OFA Update / OFAS & Flood Exercise

This update has recently been sent to those on our mailing list.

Dear OFA contact,

We last sent out an update in Oct 2019, just after the news about the problems with the A423 bridge (southern bypass) and likely delays to the Oxford Flood Alleviation Scheme (OFAS). OFA is still active and has been participating in meetings of the Sponsoring Group for the OFAS scheme and has also held separate meetings with the Environment Agency team about water course maintenance since our last update.

Despite the A423 issues, and the challenges presented by coronavirus, the OFAS scheme continues to progress. The EA and the County Council have agreed a collaborative approach to replacing the A423 bridge and constructing the OFAS scheme. This should save on costs for OFAS, and reduce the level of maintenance required in future.

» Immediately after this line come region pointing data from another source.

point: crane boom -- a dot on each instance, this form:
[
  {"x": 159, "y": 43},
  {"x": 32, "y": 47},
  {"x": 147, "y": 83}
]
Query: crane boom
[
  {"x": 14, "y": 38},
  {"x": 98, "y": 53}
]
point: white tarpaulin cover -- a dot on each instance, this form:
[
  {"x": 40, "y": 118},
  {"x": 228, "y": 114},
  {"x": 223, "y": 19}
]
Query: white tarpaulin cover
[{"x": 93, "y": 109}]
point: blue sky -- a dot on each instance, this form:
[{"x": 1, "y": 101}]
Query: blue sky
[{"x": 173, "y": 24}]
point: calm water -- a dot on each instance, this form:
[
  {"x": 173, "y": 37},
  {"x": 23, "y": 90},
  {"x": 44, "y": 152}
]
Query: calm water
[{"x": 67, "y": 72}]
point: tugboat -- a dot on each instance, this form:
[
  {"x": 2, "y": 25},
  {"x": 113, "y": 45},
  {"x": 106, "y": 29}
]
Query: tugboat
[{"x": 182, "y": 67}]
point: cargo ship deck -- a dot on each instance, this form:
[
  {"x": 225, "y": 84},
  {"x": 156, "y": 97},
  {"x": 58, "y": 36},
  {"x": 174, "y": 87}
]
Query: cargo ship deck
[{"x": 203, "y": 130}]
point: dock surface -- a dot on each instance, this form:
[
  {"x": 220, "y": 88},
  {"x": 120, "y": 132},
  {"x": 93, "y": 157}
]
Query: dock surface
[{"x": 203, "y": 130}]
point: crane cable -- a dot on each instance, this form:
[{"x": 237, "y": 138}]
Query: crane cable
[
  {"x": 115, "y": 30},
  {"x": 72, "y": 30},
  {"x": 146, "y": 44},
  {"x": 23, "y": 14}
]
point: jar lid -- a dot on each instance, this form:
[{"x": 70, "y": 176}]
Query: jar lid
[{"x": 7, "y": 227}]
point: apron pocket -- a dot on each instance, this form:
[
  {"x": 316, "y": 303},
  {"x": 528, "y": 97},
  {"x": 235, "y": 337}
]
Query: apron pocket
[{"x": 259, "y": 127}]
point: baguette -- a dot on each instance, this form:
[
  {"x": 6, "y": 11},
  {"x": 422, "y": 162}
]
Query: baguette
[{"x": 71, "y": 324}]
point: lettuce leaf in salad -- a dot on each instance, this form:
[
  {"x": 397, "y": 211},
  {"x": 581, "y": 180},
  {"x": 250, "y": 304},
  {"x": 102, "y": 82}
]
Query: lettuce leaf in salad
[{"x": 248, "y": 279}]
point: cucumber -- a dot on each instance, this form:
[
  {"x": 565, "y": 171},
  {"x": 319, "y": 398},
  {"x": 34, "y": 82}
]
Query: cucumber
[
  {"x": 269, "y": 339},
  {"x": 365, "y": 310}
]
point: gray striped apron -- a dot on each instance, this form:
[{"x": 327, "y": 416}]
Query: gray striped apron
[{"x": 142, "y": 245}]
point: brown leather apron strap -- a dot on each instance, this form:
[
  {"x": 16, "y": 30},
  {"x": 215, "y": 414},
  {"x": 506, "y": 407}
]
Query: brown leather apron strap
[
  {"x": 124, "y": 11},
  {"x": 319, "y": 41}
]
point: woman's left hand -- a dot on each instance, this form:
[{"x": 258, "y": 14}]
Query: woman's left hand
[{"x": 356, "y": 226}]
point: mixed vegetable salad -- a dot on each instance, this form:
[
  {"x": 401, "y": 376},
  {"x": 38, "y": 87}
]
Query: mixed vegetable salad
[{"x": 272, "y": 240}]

The EA withdrew the original planning application earlier in the year and is currently revising this to incorporate the new A423 arrangements, and to update the documents on some other aspects of the scheme. Once these are resubmitted to the planning authority the public will have a fresh opportunity to comment on the plans. The EA is continuing to meet with objectors to the scheme with a view to trying to address outstanding areas of public concern.

Because OFAS is now expected to be delivered two years later than originally expected it is important that effective flood response procedures are in place in case a major flood event happens in the next few years. The EA, Fire Brigade and the local Council officials will be holding a practice response on 20 August to test aspects of current procedures. Because of coronavirus these will not involve the pubic.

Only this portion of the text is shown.